Nevada Sparks Casino Hells Angel Slaying Star Witness Recants Testimony, Puts New Trial in Chaos
Posted on: April 28, 2017, 12:00h.
Last updated on: April 28, 2017, 12:42h.
The prosecution’s star witness in the murder of a Hells Angels boss at the Nugget Casino in Sparks, Nevada now claims his testimony was a fabrication, the Associated Press reported this week.
Gary “Jabbers” Rudnick’s account of the events of September 23, 2011, when a mass brawl broke out on the casino floor between rival Hells Angels and Vagos biker gangs, helped to convict Vagos gang member Ernesto Gonzalez for the murder of Jeffrey Pettigrew.

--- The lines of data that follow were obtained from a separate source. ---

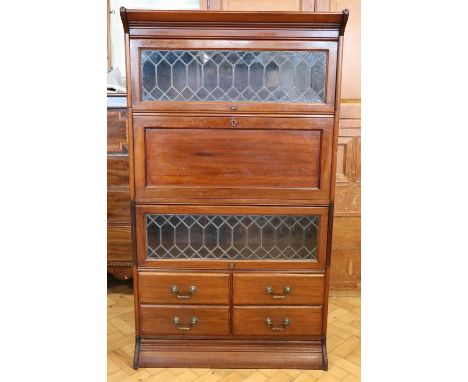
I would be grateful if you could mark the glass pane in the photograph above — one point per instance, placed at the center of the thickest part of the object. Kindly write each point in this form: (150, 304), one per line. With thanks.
(244, 76)
(232, 237)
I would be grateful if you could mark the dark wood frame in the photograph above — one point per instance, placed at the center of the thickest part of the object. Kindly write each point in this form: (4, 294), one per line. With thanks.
(240, 107)
(267, 30)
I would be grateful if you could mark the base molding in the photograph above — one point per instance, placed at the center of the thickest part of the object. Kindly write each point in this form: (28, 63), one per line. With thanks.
(228, 354)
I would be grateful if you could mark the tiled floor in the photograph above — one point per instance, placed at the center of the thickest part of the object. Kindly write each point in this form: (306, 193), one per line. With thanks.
(343, 343)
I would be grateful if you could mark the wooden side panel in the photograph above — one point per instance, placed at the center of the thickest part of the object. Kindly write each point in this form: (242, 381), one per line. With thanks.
(304, 289)
(117, 130)
(117, 172)
(119, 243)
(118, 206)
(119, 249)
(242, 160)
(211, 288)
(232, 158)
(261, 5)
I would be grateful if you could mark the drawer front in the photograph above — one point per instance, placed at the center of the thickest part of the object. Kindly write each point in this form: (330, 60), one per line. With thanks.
(183, 288)
(287, 160)
(184, 320)
(224, 76)
(231, 237)
(278, 289)
(117, 172)
(277, 321)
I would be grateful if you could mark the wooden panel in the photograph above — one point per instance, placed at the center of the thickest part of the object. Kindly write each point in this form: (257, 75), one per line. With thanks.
(232, 158)
(348, 199)
(347, 231)
(211, 288)
(251, 321)
(117, 172)
(282, 159)
(251, 289)
(189, 263)
(118, 206)
(345, 271)
(117, 130)
(345, 260)
(158, 320)
(261, 5)
(119, 243)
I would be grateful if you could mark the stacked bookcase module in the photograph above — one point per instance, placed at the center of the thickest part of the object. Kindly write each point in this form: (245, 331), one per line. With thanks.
(233, 126)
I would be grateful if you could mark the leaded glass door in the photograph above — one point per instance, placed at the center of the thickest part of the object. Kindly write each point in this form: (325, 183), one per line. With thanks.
(205, 75)
(231, 237)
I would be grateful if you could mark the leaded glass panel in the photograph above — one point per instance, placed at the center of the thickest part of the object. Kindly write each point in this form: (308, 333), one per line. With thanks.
(244, 76)
(231, 237)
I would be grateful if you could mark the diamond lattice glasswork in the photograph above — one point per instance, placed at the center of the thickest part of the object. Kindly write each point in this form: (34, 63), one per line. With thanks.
(222, 75)
(231, 237)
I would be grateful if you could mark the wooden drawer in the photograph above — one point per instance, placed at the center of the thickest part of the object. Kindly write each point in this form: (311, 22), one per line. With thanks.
(152, 88)
(252, 321)
(174, 288)
(238, 159)
(161, 320)
(119, 243)
(117, 172)
(278, 289)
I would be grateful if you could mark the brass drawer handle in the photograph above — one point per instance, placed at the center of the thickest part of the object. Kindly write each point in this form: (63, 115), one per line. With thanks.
(192, 322)
(287, 290)
(175, 289)
(286, 323)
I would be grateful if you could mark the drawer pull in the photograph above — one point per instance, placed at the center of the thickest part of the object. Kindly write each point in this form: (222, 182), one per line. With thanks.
(192, 322)
(286, 289)
(286, 323)
(175, 289)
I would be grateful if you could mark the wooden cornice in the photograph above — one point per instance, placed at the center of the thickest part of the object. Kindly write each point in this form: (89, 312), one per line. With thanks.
(135, 18)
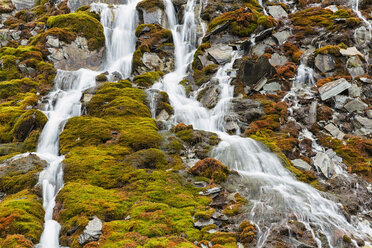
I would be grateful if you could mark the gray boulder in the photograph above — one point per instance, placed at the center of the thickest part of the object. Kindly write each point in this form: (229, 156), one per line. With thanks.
(73, 56)
(92, 231)
(355, 105)
(277, 12)
(333, 88)
(220, 53)
(324, 164)
(251, 71)
(301, 164)
(278, 60)
(324, 63)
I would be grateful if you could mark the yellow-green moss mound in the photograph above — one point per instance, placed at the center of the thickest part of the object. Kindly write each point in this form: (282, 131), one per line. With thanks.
(22, 214)
(82, 24)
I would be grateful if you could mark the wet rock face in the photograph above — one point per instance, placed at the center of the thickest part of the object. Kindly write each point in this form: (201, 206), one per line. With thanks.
(73, 56)
(92, 231)
(252, 71)
(21, 173)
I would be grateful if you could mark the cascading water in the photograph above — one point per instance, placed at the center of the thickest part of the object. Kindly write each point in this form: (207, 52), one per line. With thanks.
(64, 103)
(276, 195)
(355, 6)
(66, 95)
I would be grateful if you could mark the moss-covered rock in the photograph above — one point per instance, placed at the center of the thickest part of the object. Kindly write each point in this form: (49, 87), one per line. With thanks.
(21, 173)
(210, 168)
(16, 241)
(148, 158)
(81, 24)
(147, 79)
(22, 214)
(243, 22)
(31, 120)
(84, 131)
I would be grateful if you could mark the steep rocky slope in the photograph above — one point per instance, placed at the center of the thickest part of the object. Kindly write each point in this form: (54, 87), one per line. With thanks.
(152, 110)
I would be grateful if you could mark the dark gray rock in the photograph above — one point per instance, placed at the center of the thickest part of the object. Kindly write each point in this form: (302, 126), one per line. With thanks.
(251, 72)
(92, 231)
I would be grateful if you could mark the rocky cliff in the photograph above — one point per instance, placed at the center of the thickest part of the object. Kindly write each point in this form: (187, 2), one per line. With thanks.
(181, 123)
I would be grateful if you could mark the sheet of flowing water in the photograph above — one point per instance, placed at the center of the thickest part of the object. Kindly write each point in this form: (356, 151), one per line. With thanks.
(275, 193)
(64, 103)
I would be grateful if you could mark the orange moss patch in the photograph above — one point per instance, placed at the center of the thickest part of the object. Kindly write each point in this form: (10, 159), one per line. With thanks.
(247, 232)
(291, 50)
(210, 168)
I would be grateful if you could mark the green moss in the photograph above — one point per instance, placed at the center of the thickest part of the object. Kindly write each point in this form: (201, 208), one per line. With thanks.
(205, 74)
(81, 201)
(8, 118)
(148, 79)
(242, 22)
(16, 241)
(101, 78)
(17, 180)
(81, 24)
(23, 214)
(95, 165)
(141, 27)
(273, 144)
(210, 168)
(150, 5)
(84, 131)
(13, 87)
(111, 100)
(148, 158)
(330, 49)
(139, 133)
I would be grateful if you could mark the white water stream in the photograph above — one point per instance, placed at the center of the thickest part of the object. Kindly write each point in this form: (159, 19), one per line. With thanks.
(64, 102)
(275, 193)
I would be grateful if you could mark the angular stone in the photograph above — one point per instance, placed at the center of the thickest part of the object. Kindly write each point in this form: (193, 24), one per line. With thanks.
(23, 4)
(325, 164)
(362, 36)
(92, 231)
(202, 223)
(211, 191)
(52, 42)
(162, 116)
(369, 113)
(272, 87)
(355, 66)
(355, 105)
(351, 51)
(363, 121)
(301, 164)
(340, 101)
(251, 71)
(260, 84)
(220, 54)
(209, 96)
(156, 16)
(334, 131)
(324, 63)
(282, 36)
(151, 60)
(333, 88)
(277, 12)
(277, 59)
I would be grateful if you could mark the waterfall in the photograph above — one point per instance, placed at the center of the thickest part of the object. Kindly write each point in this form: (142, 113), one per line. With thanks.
(355, 6)
(275, 193)
(64, 103)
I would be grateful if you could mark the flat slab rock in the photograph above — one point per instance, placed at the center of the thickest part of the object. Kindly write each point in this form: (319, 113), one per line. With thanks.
(325, 164)
(333, 88)
(92, 231)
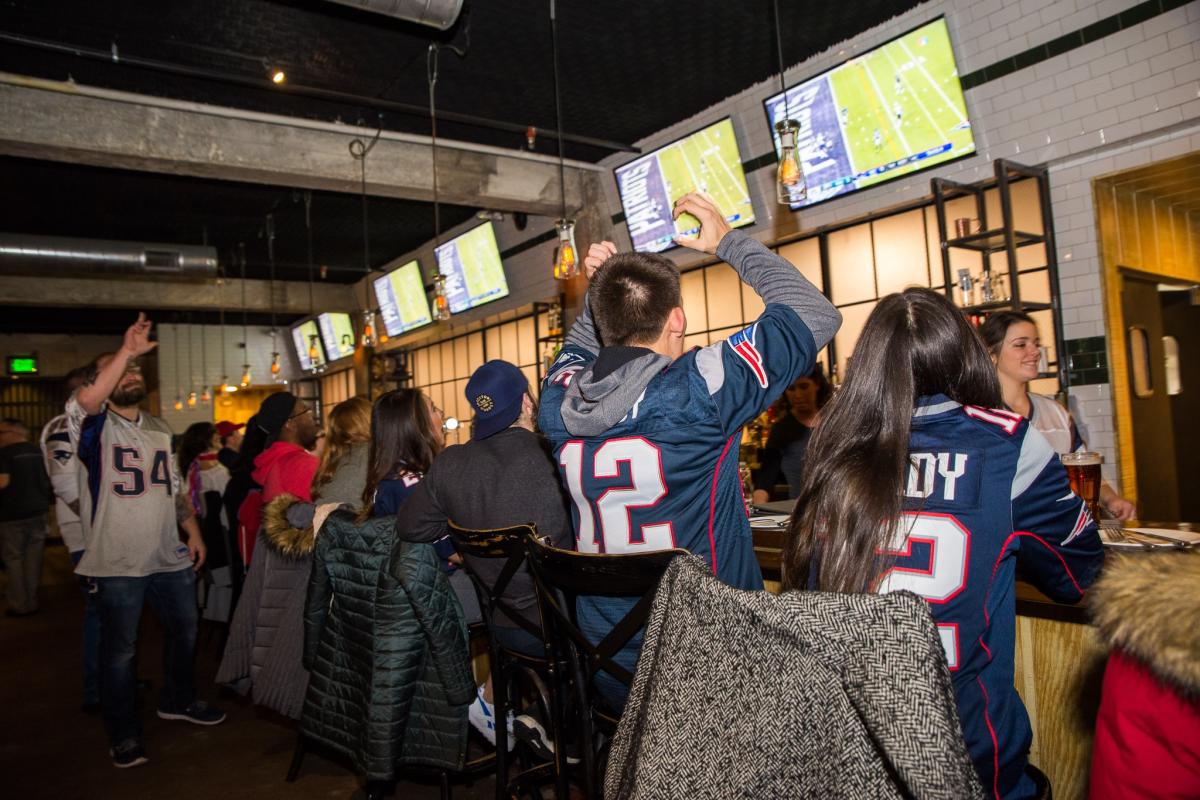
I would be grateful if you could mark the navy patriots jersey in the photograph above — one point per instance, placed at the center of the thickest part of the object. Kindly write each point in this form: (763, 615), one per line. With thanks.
(666, 475)
(984, 494)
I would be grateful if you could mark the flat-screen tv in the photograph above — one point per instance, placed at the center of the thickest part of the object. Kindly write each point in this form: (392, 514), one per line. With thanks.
(472, 266)
(337, 334)
(300, 337)
(891, 112)
(403, 304)
(707, 161)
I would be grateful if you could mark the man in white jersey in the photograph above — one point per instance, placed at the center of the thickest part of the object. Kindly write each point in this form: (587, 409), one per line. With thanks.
(63, 468)
(132, 505)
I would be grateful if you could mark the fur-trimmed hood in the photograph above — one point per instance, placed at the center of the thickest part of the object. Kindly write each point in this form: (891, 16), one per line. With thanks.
(1147, 605)
(281, 535)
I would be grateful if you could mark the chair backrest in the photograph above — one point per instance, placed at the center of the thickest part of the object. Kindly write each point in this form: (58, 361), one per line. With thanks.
(562, 576)
(496, 543)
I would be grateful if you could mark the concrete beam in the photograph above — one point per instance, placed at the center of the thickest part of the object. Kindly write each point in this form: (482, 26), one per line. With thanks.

Pettrigrew, president of the Hells Angels San Jose, California, chapter, was shot dead in the melee, which also left two Vagos members wounded. Hours later, a member of the Vagos gang was shot dead in apparent retaliation, leading the mayor of Sparks to declare a state of emergency.
Walking Back His Words
Gonzalez was caught a week later, when he told police his arrest came as a relief, because he believed the Hells Angels wanted to kill him. He was convicted of the Nugget murder in 2013, largely on the basis of Rudnick’s testimony, and sentenced to life in prison.

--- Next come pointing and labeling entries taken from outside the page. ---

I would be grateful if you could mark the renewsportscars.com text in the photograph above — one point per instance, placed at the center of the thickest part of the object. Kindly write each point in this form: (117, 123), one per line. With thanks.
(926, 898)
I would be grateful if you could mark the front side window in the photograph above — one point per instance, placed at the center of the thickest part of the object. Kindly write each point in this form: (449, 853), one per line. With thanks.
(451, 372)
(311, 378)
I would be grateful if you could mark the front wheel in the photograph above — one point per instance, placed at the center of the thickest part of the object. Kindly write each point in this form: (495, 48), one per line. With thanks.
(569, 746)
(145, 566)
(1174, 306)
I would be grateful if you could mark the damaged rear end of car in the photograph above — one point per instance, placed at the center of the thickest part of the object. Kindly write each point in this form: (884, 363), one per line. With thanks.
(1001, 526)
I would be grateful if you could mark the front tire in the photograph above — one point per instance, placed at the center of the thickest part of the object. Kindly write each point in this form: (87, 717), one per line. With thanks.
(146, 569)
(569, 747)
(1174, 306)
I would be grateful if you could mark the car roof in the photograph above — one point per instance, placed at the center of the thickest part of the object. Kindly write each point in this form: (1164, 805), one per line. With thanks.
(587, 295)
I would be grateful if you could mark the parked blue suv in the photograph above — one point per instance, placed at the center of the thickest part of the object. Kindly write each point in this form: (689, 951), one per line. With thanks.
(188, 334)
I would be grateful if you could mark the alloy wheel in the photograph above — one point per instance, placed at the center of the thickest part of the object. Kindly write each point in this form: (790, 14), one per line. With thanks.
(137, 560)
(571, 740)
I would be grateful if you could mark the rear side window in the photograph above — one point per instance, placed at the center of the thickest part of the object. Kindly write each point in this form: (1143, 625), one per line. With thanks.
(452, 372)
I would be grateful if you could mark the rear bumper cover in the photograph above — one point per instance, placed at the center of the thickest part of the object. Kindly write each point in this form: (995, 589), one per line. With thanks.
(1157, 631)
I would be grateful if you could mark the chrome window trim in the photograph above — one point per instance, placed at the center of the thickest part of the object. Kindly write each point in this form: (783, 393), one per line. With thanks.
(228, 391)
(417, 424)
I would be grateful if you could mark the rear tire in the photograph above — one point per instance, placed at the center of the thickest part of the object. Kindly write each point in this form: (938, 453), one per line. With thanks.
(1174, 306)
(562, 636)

Rudnick, who was vice president of the Los Angeles chapter, said that Pettigrew had been murdered by Gonzalez on the orders of the Vagos international president over a turf war in San Jose. But Gonzalez is now scheduled to be retried, after the Nevada Supreme Court threw out his conviction based on improper jury instructions in the original trial. And now Rudnick says he made the whole story up.
Let’s Make a Deal
According to new court filings seen by the AP, Rudnick says there was actually no such assassination plot. Rather, Rudnick insisted he lied in order to obtain a plea deal that would give him a reduced sentence and a place on the federal witness protection program. He was accused of starting the fight in the casino that led to the killing, and served two years for conspiracy to commit murder.
Rudnick is now a free man.
“He states that he lied and there was never any conspiracy or meeting to ‘green light’ a hit,” Gonzalez’s lawyer, David Houston, told the AP?. “He says he was told he’d get probation if he testified the way the state wanted him to.”

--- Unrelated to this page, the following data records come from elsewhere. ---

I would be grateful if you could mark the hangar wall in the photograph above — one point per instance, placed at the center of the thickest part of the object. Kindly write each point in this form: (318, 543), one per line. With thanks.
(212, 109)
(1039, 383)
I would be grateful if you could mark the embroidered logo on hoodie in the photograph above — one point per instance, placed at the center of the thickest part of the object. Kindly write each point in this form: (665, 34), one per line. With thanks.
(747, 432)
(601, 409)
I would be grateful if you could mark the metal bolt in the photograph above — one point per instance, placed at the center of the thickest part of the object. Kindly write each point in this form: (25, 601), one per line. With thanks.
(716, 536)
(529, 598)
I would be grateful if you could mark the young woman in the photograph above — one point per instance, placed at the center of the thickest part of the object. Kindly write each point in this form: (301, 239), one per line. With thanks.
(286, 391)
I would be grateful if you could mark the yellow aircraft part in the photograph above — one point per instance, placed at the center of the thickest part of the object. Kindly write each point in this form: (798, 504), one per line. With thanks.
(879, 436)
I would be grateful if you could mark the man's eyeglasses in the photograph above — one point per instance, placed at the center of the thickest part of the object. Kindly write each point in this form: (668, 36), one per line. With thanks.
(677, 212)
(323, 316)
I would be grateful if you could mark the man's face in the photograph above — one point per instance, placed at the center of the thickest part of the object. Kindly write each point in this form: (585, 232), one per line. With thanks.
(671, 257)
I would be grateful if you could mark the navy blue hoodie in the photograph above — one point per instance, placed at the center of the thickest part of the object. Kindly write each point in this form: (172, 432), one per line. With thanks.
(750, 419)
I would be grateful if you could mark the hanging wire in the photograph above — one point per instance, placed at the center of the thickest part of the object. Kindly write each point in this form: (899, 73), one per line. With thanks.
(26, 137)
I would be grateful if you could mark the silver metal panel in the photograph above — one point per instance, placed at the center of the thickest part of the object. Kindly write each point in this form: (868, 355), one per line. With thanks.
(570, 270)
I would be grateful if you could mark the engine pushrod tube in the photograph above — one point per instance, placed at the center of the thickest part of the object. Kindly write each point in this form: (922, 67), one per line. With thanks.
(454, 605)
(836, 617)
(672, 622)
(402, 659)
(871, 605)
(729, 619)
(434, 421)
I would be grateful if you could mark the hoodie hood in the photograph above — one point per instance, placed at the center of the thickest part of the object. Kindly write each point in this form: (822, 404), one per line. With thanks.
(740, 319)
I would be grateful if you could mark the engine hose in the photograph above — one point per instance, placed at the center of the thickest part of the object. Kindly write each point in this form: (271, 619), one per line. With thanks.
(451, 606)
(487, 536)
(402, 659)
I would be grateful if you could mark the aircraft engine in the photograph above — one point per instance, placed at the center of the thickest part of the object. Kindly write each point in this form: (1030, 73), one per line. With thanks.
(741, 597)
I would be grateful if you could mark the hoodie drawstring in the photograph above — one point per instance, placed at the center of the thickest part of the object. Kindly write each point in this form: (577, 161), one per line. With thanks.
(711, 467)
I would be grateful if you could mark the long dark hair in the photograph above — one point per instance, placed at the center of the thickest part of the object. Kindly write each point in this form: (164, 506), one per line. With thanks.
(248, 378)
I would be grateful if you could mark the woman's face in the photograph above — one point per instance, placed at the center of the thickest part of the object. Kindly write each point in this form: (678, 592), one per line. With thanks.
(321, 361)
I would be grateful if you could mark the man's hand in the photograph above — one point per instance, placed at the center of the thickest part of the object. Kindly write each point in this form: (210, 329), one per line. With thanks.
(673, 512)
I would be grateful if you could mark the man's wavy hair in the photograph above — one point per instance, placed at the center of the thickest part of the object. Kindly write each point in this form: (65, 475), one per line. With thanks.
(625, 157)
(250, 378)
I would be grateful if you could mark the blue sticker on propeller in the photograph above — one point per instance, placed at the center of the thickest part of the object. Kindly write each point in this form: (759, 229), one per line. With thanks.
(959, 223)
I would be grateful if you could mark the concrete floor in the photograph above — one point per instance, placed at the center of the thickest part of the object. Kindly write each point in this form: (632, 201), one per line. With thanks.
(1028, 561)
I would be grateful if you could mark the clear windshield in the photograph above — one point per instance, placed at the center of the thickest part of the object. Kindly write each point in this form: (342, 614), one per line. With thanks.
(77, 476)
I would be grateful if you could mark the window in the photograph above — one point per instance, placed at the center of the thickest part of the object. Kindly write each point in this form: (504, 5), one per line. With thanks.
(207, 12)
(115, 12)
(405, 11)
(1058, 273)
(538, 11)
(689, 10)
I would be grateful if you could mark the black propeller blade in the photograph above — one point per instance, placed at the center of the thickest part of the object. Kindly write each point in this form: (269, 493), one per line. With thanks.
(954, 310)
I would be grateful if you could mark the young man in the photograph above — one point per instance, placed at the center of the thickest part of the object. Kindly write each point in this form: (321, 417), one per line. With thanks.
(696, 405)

Gonzalez has always insisted there was no pre-planned murder conspiracy, claiming he shot Pettigrew because the San Jose chapter leader, along with another Hells Angel, was kicking Rudnick so hard Gonzalez thought they would kill him.
The prosecution, meanwhile, believes that Rudnick’s recantation is itself a lie, and should be treated with skepticism. But historically, such change of testimony can make it more difficult to secure a second conviction.
Gonzalez’ retrial is slated for August. There is no official word on whether Ruddnick could be brought up on perjury charges now.